L’empire et ses alliés n’ont aucune solution. Le fait de prévoir 3 ans de difficultés montre que le chaos s’installe pour tous sur deux ou trois décades à moins que la magie ne se retourne contre le magicien. Il est vrai que l’empire dispose de laboratoires, d’instituts, d’académies, d’archives et de réseaux lui facilitant la gestion du monde et qu’en face de lui il y a très peu de savoirs mobilisés, mais il est dans un état de décomposition que même s’il se présenterait comme Ulysse il aurait du mal à nous convaincre qu’il a les moyens et le temps pour nettoyer les écuries d’Augias.

Le colonialisme français et anglais puis l’arrogance américaine ont tellement sali notre monde et leur image dans notre monde qu’il leur est impossible de continuer à jouer un rôle dans l’histoire. En 2014, des musulmans de France, de Belgique ou du monde arabe, en quête de reconnaissance, s’imaginent dans la posture d’égorgeurs alors que d’autres s’imaginent dans celle d’auxiliaires des services.

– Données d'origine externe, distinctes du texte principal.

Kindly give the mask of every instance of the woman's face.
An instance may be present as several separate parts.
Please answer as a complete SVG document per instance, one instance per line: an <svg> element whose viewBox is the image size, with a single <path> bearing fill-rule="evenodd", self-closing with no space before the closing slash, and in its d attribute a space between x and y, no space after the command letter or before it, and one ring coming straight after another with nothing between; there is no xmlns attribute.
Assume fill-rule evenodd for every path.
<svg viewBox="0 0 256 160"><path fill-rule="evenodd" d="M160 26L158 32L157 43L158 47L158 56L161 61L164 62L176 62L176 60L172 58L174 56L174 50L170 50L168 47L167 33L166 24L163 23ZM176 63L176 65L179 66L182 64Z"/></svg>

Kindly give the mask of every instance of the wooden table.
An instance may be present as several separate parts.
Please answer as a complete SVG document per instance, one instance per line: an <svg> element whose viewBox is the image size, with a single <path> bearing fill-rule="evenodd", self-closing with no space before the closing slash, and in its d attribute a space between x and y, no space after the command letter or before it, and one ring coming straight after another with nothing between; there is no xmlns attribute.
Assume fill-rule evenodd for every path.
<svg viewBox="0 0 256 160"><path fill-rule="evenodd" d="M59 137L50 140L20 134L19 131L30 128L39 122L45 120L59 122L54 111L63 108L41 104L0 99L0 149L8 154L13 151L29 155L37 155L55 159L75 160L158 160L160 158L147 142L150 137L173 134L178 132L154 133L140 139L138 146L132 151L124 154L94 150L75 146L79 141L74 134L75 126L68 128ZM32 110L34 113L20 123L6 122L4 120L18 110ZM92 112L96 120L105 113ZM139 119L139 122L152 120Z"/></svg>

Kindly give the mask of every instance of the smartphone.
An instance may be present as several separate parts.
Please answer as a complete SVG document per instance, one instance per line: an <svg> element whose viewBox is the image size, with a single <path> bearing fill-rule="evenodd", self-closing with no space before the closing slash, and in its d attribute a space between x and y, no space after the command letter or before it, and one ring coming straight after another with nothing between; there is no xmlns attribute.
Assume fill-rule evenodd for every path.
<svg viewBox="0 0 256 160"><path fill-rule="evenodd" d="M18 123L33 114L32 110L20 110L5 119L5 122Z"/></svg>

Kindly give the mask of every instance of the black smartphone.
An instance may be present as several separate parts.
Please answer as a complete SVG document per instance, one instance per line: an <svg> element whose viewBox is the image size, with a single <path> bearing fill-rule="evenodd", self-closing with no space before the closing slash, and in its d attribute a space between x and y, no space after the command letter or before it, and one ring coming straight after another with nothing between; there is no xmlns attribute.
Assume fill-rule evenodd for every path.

Ils viennent ajouter de la salissure à un tableau suffisamment sombre.

Dans les années quarante, la période la plus sombre du peuple algérien, Malek Benabi, par la bouche d’une vielle indigène, avait exprimé le regard prémonitoire et la conscience du rapport du colonisé au colonisateur :
« Malheur à ceux qui nous portent secours car nous serons leur épreuve ! Malheur à ceux qui nous font du mal car nous seront leur tentation ! »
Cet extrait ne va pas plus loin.